I put together a 3x3 beginner method and called it DSEF. (I know, do we need another?  )

It takes known algs and steps and assembles them in such a way so that a beginner only has to memorize 1 alg (sune) and 2 sequences.

I've taught a few kids and adults and I think it's a good way to start but I'm looking for feedback.
I'd also like to get it posted on the wiki if folks think it will help new cubers.

The one page quick reference is attached and I turned it into a website and app found here:
http://solvexio.cf

please take a look and give me your feedback.
thanks.


----------



## Joseph Hale (Jul 5, 2016)

This is a novel, and cool idea that makes sense to this sub15 solver, but I wonder how beginner's will take it. The guide was somewhat difficult for me to follow (though I figured it out after several minutes). I don't think beginner's will easily grasp the various versions of the Sune along with how and when to apply them. As I teach new people how to solve the Rubik's Cube for the first time I find that they want to know how and why the method works. Answering those questions to a beginner will be difficult with this method.


----------



## Solvador Cubi (Jul 5, 2016)

Thanks for the feedback Joseph. Yes, I have come to realize that I can't hand this one page to a beginner and they get it. It has taken me a half an hour to go through it and explain each step when I teach it.

That's why I put animations in my app and plan to do some walk-through solve videos, then I think a beginner could use the one page sheet as a quick reference for "when" to do that algs, because they can likely learn them quickly.
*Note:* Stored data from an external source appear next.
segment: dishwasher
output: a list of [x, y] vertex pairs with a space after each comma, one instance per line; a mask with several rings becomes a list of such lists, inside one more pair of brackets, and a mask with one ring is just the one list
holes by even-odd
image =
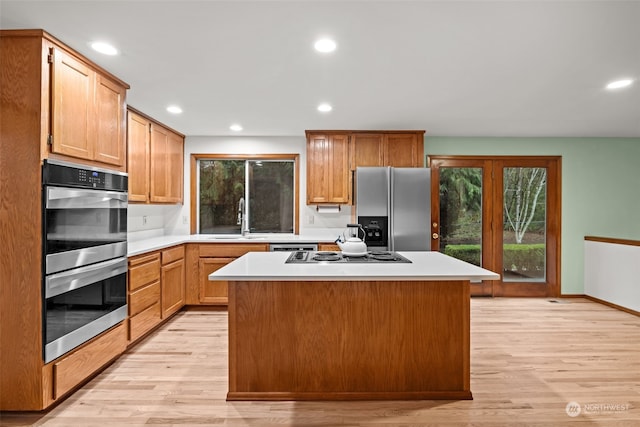
[[293, 251], [317, 251], [318, 245], [315, 243], [272, 243], [269, 245], [270, 252], [293, 252]]

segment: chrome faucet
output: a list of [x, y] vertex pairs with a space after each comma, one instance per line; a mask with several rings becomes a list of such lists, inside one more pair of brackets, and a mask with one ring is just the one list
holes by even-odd
[[247, 210], [244, 203], [244, 197], [240, 197], [238, 202], [238, 221], [236, 225], [240, 226], [240, 234], [246, 236], [249, 233], [249, 227], [247, 223]]

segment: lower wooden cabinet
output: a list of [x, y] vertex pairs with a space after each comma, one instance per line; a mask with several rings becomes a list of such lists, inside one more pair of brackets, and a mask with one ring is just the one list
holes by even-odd
[[319, 251], [340, 252], [340, 246], [335, 243], [318, 243]]
[[162, 318], [184, 306], [184, 246], [162, 251]]
[[136, 341], [160, 323], [160, 303], [155, 302], [129, 318], [129, 341]]
[[185, 303], [184, 245], [129, 258], [129, 342]]
[[229, 302], [228, 283], [209, 280], [209, 274], [247, 252], [267, 252], [268, 243], [203, 243], [189, 245], [186, 255], [186, 301], [194, 305], [222, 305]]
[[53, 399], [80, 385], [127, 348], [124, 323], [113, 327], [73, 353], [53, 362]]
[[129, 258], [129, 341], [135, 341], [162, 320], [160, 253]]
[[227, 304], [229, 302], [226, 280], [209, 280], [214, 271], [229, 264], [235, 258], [200, 258], [198, 262], [199, 300], [203, 304]]

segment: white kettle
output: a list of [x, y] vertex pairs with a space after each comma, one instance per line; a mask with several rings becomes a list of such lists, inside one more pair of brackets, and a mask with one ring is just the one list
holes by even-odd
[[[342, 238], [338, 237], [336, 243], [344, 256], [365, 256], [367, 254], [367, 244], [364, 239], [365, 232], [360, 224], [347, 224], [347, 229], [342, 233]], [[362, 239], [360, 239], [362, 231]]]

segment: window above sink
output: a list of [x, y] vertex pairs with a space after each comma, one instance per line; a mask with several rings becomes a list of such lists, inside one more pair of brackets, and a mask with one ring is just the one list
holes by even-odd
[[192, 155], [191, 232], [212, 235], [206, 240], [297, 234], [298, 160], [298, 154]]

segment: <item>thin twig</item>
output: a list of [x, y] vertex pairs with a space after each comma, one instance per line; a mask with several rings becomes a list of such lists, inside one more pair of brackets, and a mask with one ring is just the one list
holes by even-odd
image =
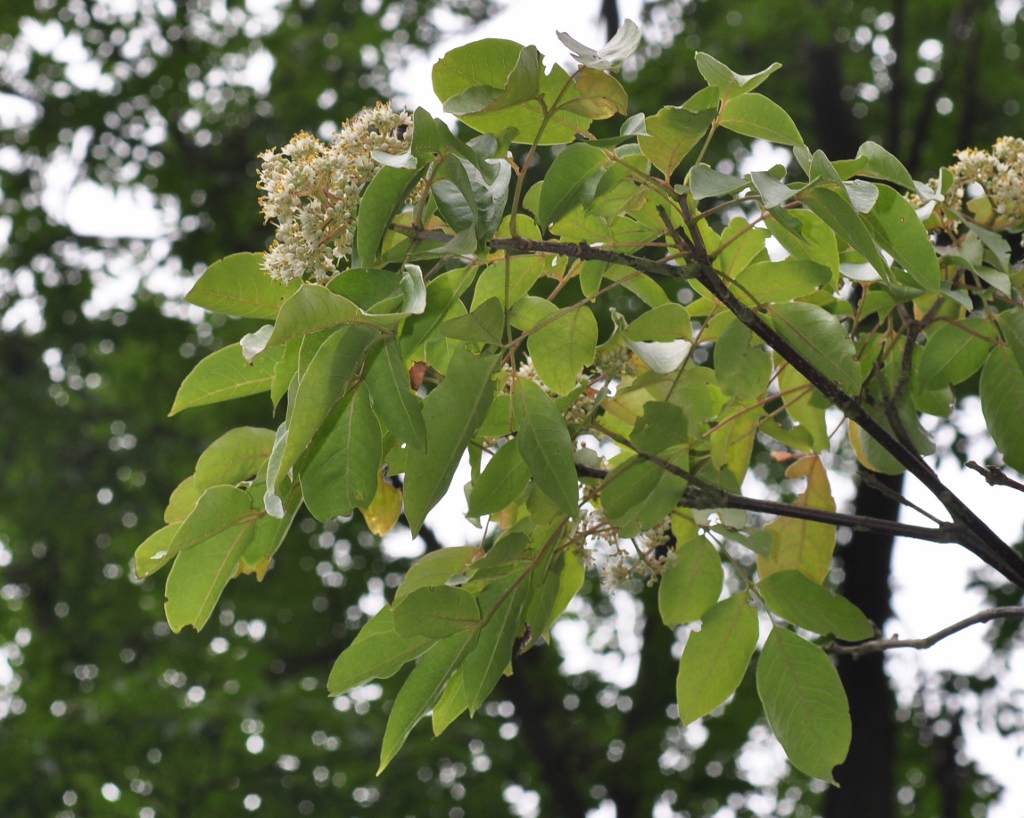
[[964, 465], [984, 477], [985, 482], [990, 486], [1006, 486], [1017, 489], [1017, 491], [1024, 491], [1024, 483], [1018, 483], [1012, 477], [1007, 477], [1006, 472], [998, 466], [980, 466], [973, 460], [968, 460]]
[[936, 631], [931, 636], [922, 639], [900, 639], [899, 634], [891, 639], [871, 639], [857, 645], [840, 645], [832, 642], [826, 646], [826, 650], [832, 653], [852, 656], [858, 659], [865, 653], [877, 653], [880, 650], [892, 650], [893, 648], [914, 648], [915, 650], [926, 650], [937, 642], [941, 642], [947, 636], [959, 633], [971, 625], [980, 625], [983, 622], [991, 622], [993, 619], [1009, 619], [1011, 617], [1024, 617], [1024, 605], [1007, 605], [1002, 608], [989, 608], [987, 611], [978, 611], [973, 616], [961, 619], [941, 631]]

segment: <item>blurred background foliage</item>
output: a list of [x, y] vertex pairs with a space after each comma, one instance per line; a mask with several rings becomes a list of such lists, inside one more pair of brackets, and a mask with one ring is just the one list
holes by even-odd
[[[574, 2], [614, 31], [614, 0]], [[680, 729], [674, 636], [642, 613], [652, 590], [613, 605], [591, 578], [572, 609], [590, 670], [531, 651], [484, 712], [439, 739], [421, 726], [378, 779], [395, 680], [325, 693], [335, 656], [409, 564], [360, 518], [300, 514], [265, 582], [233, 582], [200, 634], [169, 634], [163, 577], [131, 580], [135, 546], [198, 454], [232, 426], [270, 423], [260, 397], [165, 416], [198, 356], [253, 329], [180, 296], [205, 263], [266, 246], [256, 155], [298, 130], [329, 136], [391, 96], [392, 72], [442, 28], [504, 5], [0, 6], [0, 814], [985, 814], [998, 785], [963, 753], [960, 718], [965, 691], [992, 677], [924, 679], [897, 708], [880, 657], [845, 666], [862, 692], [855, 725], [858, 707], [867, 721], [840, 773], [849, 783], [826, 797], [773, 754], [752, 679], [710, 732]], [[646, 3], [628, 90], [653, 112], [697, 90], [696, 49], [739, 71], [777, 59], [770, 93], [810, 144], [842, 158], [872, 138], [927, 177], [957, 147], [1024, 133], [1021, 5]], [[711, 160], [742, 166], [750, 149], [716, 143]], [[125, 235], [93, 213], [71, 229], [69, 194], [98, 189], [158, 223]], [[861, 487], [858, 510], [885, 502]], [[891, 546], [854, 535], [834, 573], [876, 621], [889, 613]], [[1013, 633], [999, 639], [1007, 649]], [[626, 689], [602, 675], [637, 663]], [[1015, 729], [1020, 714], [1000, 706], [1000, 729]]]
My goal was to assemble a method that had a good balance of low repetition as well as few memorizations. I know a cube can be solved with one alg over and over, but I think a beginner can handle learning a little recognition.


----------



## Joseph Hale (Jul 6, 2016)

Looks like you've thought through it well. The other thing to consider is how well does learning this method prepare someone to transition to a speedcubing method like CFOP, ZZ, or Roux?


----------



## Smiles (Aug 1, 2016)

i usually teach it as sexy move, sune, and niklas as the only 3 algs for the pogobat method
i make them memorize sexy move with muscle memory, niklas is a visual pattern, and sune is like not that hard

all of F2L is done with sexy moves


----------



## Solvador Cubi (Aug 2, 2016)

Thanks Smiles. Yes, I like the Niklas too, it's a nice little alg. 

I have seen how sexy moves can solve the last layer (and even the entire cube), but it's just so repetitive. 
I like how a person can "Sune their way out" for the LL using only 6-8 repetitions usually.


----------